I’ve lost count of the number of times I’ve been asked to recommend a garden plant that is evergreen and will flower all the year round. In mischievous mood, I’m tempted to suggest gorse. ‘When gorse is in bloom, kissing is in season’ goes the old saw. The country folk of yore were more observant than the townies of today, as they knew that the spiky bush is seldom without at least one or two of those bright yellow flowers that are scented so deliciously of coconut.
However, the truth of the matter is that flowers that bloom all the year round would quickly pall. We need variety in our gardens and, for me, our cool, temperate climate, with its endless seasonality, is a rich blessing.
At the opposite end of the flowering spectrum are beauties that have but a single, spectacular season. For me, they are prized treasures, not to be spurned, but to be anticipated eagerly, as although they may bloom only fleetingly, they are all the more appreciated. These firework plants are the leavening of the loaf, a fleeting treat without which life would be all the poorer.
An accusation frequently directed at peonies, for example, is that their flowering season is too brief.

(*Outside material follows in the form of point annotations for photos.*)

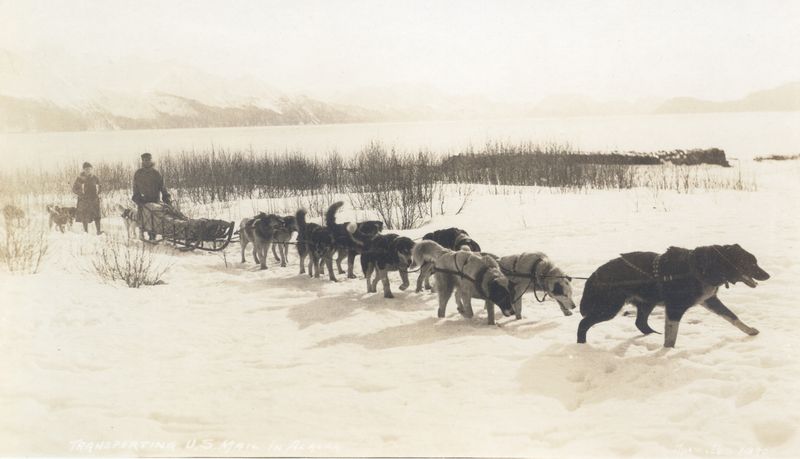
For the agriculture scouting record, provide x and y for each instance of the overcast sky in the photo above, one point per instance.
(502, 49)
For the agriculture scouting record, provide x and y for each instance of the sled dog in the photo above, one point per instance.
(351, 237)
(316, 242)
(57, 217)
(259, 230)
(678, 279)
(471, 275)
(450, 238)
(386, 252)
(282, 237)
(535, 272)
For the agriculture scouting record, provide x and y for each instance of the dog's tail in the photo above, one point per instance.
(426, 252)
(330, 215)
(300, 215)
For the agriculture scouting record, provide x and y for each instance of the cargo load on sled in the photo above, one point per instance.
(191, 233)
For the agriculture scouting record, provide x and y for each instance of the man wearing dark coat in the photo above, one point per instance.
(87, 188)
(148, 186)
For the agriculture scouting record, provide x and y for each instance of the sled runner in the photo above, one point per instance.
(173, 226)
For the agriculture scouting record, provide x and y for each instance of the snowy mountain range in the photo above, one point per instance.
(49, 92)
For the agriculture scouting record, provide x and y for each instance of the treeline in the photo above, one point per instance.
(224, 175)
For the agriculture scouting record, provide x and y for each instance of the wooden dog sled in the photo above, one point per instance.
(188, 233)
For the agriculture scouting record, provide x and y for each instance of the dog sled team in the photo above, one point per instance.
(677, 279)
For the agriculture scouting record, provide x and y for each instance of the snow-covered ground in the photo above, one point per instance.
(235, 361)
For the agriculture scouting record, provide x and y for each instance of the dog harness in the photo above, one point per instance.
(655, 276)
(479, 276)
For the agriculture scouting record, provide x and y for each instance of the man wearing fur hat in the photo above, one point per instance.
(148, 186)
(87, 188)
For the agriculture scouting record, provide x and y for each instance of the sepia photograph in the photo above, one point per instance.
(400, 228)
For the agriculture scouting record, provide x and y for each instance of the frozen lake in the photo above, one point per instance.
(741, 135)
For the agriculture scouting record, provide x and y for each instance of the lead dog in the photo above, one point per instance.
(452, 239)
(57, 217)
(351, 237)
(259, 230)
(472, 275)
(282, 237)
(386, 252)
(316, 242)
(677, 279)
(535, 272)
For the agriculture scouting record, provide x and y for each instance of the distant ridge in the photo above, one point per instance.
(782, 98)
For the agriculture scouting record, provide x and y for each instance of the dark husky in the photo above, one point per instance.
(678, 279)
(351, 238)
(535, 272)
(58, 217)
(282, 237)
(316, 242)
(471, 275)
(386, 252)
(451, 239)
(260, 230)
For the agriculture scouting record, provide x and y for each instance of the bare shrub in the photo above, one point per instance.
(23, 247)
(132, 262)
(400, 188)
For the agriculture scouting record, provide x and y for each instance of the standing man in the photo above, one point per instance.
(148, 186)
(87, 188)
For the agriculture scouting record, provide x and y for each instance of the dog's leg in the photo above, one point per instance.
(404, 278)
(465, 306)
(424, 272)
(518, 308)
(589, 321)
(374, 284)
(302, 263)
(313, 265)
(329, 262)
(387, 289)
(340, 254)
(643, 311)
(264, 253)
(673, 319)
(368, 275)
(716, 306)
(351, 260)
(445, 290)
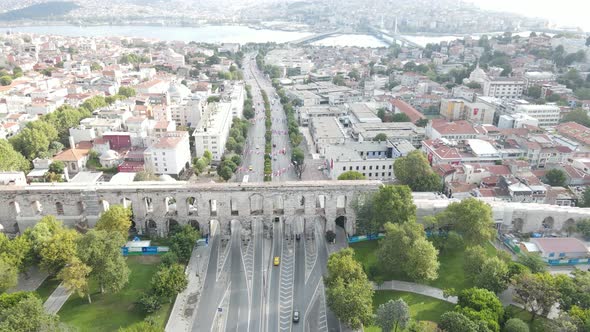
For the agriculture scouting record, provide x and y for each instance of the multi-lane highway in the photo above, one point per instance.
(243, 289)
(254, 148)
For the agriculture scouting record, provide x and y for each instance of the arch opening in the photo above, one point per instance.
(256, 205)
(191, 203)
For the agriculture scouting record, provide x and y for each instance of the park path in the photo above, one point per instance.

I have friends who will have no truck with them, saying that, for all their spectacle, their season of beauty is so short as to be laughable. Oh, but a late spring without Sarah Bernhardt in her soft, double-pink glory that is the floral equivalent of Fragonard’s The Swing, Coral Sunset with its astonishing salmon-pink goblets or Bowl of Beauty, a nest of creamy white icicles held in a dish of pink, would be a poorer season.
There are rich-crimson peonies and there are those of pure white. There are singles with a central boss of gold or cream and others that are so double the petals seem impossible to count. Plant them where they can show off when in bloom and where other plants will make up for their dullness when the blooms fade and you can mask their deficiencies without depriving yourself of their Maytime delight.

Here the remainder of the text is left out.